Pembangunan smelter nikel dan bauksit saja sudah menarik investasi paling tidak 9 miliar dollar AS. Beberapa proyek smelter nikel besar, seperti Eremet dari Perancis yang akan membangun smelter senilai 5 miliar dollar AS di Halmahera, masih menunda konstruksi pabrik karena belum tuntasnya renegosiasi kontrak dengan pemerintah.
Ferdy menambahkan, banyak perusahaan tambang di Kalimantan, Sulawesi, dan Halmahera harus merumahkan ribuan pekerja tambang karena operasi tambang terhenti akibat kebijakan ekspor. Bahkan, pasca pelarangan ekspor, ada perusahaan yang mengalami zero revenue (tanpa pendapatan) dan harus merumahkan ribuan pekerja tambang. Cita Mineral, anak usaha Harita Group, misalnya, sejak tahun 2014 dan 2015 menderita zero revenue karena operasi tambang bauksit terhenti.

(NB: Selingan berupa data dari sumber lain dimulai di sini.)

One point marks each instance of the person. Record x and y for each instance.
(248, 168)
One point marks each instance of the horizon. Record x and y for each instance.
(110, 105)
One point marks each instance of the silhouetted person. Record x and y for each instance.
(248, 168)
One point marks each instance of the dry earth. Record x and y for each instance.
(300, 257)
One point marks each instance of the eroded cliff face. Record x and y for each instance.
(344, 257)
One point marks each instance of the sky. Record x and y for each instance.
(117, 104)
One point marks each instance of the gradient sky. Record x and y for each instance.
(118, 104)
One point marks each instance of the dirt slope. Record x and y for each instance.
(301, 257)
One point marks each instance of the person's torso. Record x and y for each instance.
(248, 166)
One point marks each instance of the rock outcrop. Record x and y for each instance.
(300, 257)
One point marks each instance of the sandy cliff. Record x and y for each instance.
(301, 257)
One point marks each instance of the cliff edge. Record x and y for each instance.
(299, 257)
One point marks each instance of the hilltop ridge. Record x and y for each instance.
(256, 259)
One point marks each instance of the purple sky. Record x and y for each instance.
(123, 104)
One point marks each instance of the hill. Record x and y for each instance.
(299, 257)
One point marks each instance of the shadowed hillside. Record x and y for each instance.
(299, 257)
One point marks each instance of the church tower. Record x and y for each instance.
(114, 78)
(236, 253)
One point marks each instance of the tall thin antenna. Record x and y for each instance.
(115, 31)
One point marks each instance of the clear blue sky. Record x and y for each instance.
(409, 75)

Cita Mineral adalah perusahaan pengekspor bauksit terbesar (di atas 10 juta ton per tahun sebelum pelarangan ekspor). Sebelum kebijakan ekspor, Cita Mineral mampu meraup keuntungan Rp 629 miliar dan penjualan Rp 4,12 triliun dari bauksit mentah tahun 2013. Namun, Cita Mineral bisa mendapat keuntungan besar karena smelter grade alumina(SGA) dengan investasi 1 miliar dollar AS sudah dikerjakan hampir 50 persen. Setelah proyek smelter tuntas, besar kemungkinan Cita Mineral akan mendapat untung berlipat-lipat dan pembayaran ke penerimaan negara juga menjadi sangat besar.

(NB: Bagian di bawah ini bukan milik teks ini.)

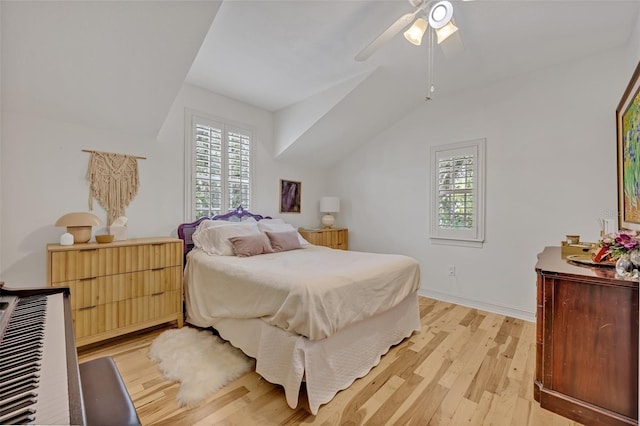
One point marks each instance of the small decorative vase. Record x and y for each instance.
(624, 266)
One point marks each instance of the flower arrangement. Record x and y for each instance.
(614, 245)
(621, 248)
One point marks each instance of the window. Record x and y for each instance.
(219, 167)
(457, 193)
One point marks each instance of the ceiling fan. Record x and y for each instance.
(439, 15)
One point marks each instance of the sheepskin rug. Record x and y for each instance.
(199, 360)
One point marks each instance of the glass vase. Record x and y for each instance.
(624, 266)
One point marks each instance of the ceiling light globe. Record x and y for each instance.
(440, 14)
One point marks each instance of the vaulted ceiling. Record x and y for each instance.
(120, 64)
(296, 58)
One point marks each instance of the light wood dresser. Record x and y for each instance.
(119, 287)
(337, 238)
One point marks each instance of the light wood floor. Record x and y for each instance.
(466, 367)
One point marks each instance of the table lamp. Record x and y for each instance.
(329, 205)
(79, 225)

"Negara memang mendapat keuntungan penerimaan negara dari tambahan royalti dan pajak dalam jangka pendek dari kebijakan relaksasi ekspor. Namun, masih terlalu kecil. Indonesia, misalnya, hanya memperoleh pendapatan sekitar 800 juta dollar AS dari ekspor biji bauksit, sementara potensial nilai ekspor jika kita memproduksi aluminium ingot sekitar 15 miliar dollar AS. Jadi, kebijakan relaksasi ekspor mineral hanya upaya untuk menutup defisit jangka pendek," tutup Ferdy.